その結果、リコーが開発したLLMは、日本語ベンチマークにおいて、米OpenAIのオープンウェイトモデル「gpt-oss-20b」などの高性能モデルと同じくらいの高いスコアを示しています。

AIモデルの性能比較表

  • Japanese MT-Bench: 複数回の対話設定のデータセットで、コーディング、抽出、人文科学、数学、推論、ロールプレイ、STEM、ライティングなどのタスクで評価されます。スコアは1から10までです。

  • Elyza-tasks-100: 複雑な指示やタスクを含むデータセットで、要約の修正、意図の理解、複雑な計算、対話の生成など幅広いタスクで評価されます。スコアは1から5までです(ここではJapanese MT-Benchとの平均スコアを出すために2倍にして比較しています)。

エフサステクノロジーズとの連携で提供

このLLMは、お客様の要望に応じて個別に提供されます。さらに2025年12月下旬からは、エフサステクノロジーズ株式会社が提供するオンプレミス環境向けの対話型生成AI基盤「Private AI Platform on PRIMERGY(Very Small モデル)」に、このLLMの量子化モデルと生成AI開発プラットフォーム「Dify(ディフィ)」が事前にインストールされた状態で、リコージャパン株式会社から提供されます。

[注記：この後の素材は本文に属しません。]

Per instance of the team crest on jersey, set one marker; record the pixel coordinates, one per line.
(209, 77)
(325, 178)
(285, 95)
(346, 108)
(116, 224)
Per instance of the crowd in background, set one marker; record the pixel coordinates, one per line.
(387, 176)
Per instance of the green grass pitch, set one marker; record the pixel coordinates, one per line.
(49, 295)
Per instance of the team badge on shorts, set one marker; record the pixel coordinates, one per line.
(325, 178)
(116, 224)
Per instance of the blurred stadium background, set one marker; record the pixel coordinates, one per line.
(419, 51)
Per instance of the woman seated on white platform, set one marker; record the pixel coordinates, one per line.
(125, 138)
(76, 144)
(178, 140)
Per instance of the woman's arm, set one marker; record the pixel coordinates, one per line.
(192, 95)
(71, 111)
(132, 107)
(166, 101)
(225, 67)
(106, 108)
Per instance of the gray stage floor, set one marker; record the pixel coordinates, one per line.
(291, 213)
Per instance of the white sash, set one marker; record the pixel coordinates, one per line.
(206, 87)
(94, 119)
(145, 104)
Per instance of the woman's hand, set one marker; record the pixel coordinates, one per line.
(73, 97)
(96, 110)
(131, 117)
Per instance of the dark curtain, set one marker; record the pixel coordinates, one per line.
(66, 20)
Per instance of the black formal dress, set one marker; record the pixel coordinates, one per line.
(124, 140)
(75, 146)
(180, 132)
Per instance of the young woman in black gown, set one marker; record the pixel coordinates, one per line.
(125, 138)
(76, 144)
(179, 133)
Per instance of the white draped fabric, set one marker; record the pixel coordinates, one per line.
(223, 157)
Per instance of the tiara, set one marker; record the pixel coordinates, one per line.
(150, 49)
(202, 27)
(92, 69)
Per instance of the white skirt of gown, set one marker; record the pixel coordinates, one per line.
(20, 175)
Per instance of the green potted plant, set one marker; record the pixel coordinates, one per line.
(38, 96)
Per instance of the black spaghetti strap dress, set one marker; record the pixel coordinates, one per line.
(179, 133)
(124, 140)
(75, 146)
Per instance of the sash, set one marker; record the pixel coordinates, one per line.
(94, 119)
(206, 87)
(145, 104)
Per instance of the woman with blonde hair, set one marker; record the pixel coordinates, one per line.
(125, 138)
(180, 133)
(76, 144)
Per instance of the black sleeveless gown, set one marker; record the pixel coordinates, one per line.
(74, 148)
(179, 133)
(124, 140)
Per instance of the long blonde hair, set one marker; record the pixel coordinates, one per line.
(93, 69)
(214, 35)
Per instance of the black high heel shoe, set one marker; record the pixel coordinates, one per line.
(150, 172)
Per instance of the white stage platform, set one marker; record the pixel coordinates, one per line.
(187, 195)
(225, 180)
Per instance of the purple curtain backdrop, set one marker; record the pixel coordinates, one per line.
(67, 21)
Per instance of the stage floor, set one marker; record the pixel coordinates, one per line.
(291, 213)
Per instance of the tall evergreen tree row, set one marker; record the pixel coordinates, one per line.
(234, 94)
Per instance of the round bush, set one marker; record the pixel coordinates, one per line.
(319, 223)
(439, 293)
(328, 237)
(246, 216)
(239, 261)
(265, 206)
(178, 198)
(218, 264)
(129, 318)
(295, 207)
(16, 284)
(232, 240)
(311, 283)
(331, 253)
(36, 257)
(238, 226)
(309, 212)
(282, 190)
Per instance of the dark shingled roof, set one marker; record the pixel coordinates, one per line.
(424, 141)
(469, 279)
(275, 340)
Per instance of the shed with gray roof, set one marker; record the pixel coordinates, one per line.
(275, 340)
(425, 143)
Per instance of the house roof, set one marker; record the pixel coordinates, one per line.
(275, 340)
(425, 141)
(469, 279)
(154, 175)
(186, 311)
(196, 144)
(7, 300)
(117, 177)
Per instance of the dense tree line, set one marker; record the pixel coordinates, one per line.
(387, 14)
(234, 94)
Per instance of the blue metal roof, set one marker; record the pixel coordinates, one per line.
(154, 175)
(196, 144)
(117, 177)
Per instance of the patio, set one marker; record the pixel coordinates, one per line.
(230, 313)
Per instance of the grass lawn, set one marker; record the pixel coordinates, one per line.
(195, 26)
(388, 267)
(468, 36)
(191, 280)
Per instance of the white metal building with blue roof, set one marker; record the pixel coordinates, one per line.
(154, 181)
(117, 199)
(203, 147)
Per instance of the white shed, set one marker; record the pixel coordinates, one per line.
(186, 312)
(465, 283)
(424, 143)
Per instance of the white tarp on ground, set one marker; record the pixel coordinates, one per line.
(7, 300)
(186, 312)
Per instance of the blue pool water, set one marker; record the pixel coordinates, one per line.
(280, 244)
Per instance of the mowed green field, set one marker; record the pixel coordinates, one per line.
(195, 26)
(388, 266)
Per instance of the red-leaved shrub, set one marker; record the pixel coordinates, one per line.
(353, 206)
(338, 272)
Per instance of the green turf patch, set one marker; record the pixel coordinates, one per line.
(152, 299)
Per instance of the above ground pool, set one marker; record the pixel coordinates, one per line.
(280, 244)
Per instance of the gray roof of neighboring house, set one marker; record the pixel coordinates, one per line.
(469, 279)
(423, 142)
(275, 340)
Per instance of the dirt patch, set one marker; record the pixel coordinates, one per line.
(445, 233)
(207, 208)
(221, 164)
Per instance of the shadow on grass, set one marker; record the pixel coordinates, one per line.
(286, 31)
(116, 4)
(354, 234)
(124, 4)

これにより、お客様はDifyを活用して、自分の会社の業種や業務に合わせた生成AIアプリケーションなどを、プログラミングの知識がなくても簡単に作成できます。また、リコージャパンが提供する「Dify支援サービス」によるサポートも受けられるため、社内にAIの専門家がいなくても安心して生成AIを業務に活用し始めることが可能です。

エフサステクノロジーズ株式会社の代表取締役社長 CEO 保田 益男氏は、リコーの高性能LLMと自社のAI基盤を組み合わせたオンプレミスAIソリューションを、リコーグループの販売網を通じて多くのお客様に提供できることを歓迎しています。

株式会社リコーのAIサービス事業本部 本部長 梅津 良昭氏は、Googleの優れた基盤モデル「Gemma 3 27B」をもとに、オンプレミス導入に最適な日本語LLMを開発したこと、そしてエフサステクノロジーズとの協力により製品化が実現したことに触れ、3社の技術と強みが結集したこの製品が、リコージャパンの提供力と伴走支援によってお客様の課題解決に貢献できると述べています。

今後の展望

リコーは今後、LLMの推論性能(論理的に考えて結論を導き出す能力)や、特定の業種に特化したモデルの開発を進める予定です。さらに、リコーが得意とする「マルチモーダル性能」(テキストだけでなく、画像や音声など複数の種類の情報を扱える能力)と組み合わせることで、LLMのラインナップをさらに強化していく方針です。

リコーはこれからもお客様に寄り添い、業種や業務に合わせて利用できるAIサービスを提供することで、お客様が取り組むオフィスや現場のデジタルトランスフォーメーション(DX)を支援していきます。

リコーのAI開発について

リコーは1980年代にAI開発を始め、2015年からは画像認識技術を使った深層学習AIの開発を進めてきました。製造分野での外観検査や振動監視などに適用しています。2021年からは自然言語処理技術を活用し、オフィス文書やお客様の声(VOC)の分析を通じて業務効率化や顧客対応を支援する「仕事のAI」の提供を開始しました。

2022年からは大規模言語モデル(LLM)の研究・開発にもいち早く着手し、2023年3月にはリコー独自のLLMを発表しています。その後も、700億パラメータという大規模ながらオンプレミス環境でも導入できる日英中3言語対応のLLMを開発するなど、お客様のニーズに応じた様々なAIの基盤開発を行っています。リコーはLLM開発において、独自のモデルマージ技術(特許出願中)をはじめとした、効率的な手法・技術を活用することで、お客様の用途や環境に最適な、企業独自のプライベートLLMを低コストかつ短期間で提供しています。

画像認識や自然言語処理に加え、音声認識AIの研究開発も進め、音声対話機能を持つAIエージェントの提供も始めています。